Choudhury is no stranger to artistic experiments, having embraced a diversity of materials and media through the decades, including acrylic, enamel, ceramics, embroidery, textile art and vegetable dyes on handmade paper. She was first introduced to natural dyes and eco-printing around 2006 at Patha Bhavan in Kolkata, where she once served as an art and craft teacher. During the pandemic, she found herself rediscovering this organic technique and the creative results of these experiments form the cornerstone of Aranyaka. “I transfer the shapes and impressions of leaves directly onto the paper or cloth,” Choudhury explains. Born in Siliguri in 1950, the artist inherited a love for horticulture from her late mother. “My mother had planted a sapling of Kamini flowers in our garden. It has become a big plant now with dark green leaves and cuticles. During the monsoon, it blossoms with white flowers. I feel it is my mother’s blessing,” muses Choudhury.

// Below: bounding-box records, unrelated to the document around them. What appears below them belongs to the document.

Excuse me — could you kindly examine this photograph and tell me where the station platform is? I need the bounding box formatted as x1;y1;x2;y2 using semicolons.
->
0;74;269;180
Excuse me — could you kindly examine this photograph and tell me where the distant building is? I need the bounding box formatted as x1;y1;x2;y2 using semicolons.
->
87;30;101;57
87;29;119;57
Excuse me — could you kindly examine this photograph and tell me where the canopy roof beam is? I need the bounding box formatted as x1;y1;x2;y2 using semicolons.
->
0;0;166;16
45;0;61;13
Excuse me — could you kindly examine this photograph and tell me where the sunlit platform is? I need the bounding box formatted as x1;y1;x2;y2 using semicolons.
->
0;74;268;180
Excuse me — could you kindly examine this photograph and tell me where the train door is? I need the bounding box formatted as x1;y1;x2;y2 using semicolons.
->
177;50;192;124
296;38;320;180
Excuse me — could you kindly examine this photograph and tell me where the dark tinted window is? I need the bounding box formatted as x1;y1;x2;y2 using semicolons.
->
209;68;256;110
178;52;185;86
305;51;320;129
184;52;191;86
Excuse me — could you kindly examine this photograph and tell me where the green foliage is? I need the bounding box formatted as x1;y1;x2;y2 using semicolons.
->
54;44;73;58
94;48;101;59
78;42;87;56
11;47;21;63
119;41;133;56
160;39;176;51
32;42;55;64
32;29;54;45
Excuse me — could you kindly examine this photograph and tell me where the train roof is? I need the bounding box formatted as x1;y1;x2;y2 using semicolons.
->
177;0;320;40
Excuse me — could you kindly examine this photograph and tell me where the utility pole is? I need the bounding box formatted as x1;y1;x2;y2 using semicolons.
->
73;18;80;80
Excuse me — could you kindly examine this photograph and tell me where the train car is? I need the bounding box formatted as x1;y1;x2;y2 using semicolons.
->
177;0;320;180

Admittedly, there’s something charmingly old-fashioned about her creative process. In the age of 3D printing, Choudhury finds joy in the simplicity of eco-printing. Where most contemporary artists rely on industrially-produced pigments, here’s a woman who produces her own natural colours, often derived from organic sources. Unlike her last major retrospective—the Nancy Adajania-curated The Dark Edge of Green at Emami Art in 2022—which was more autobiographical in nature, Aranyaka is a plea for environmental crisis and loss of biodiversity. “Aranyaka is more concerned with the artist’s outward, social self than her inner, psychological one,” remarks Richa Agarwal, CEO, Emami Art.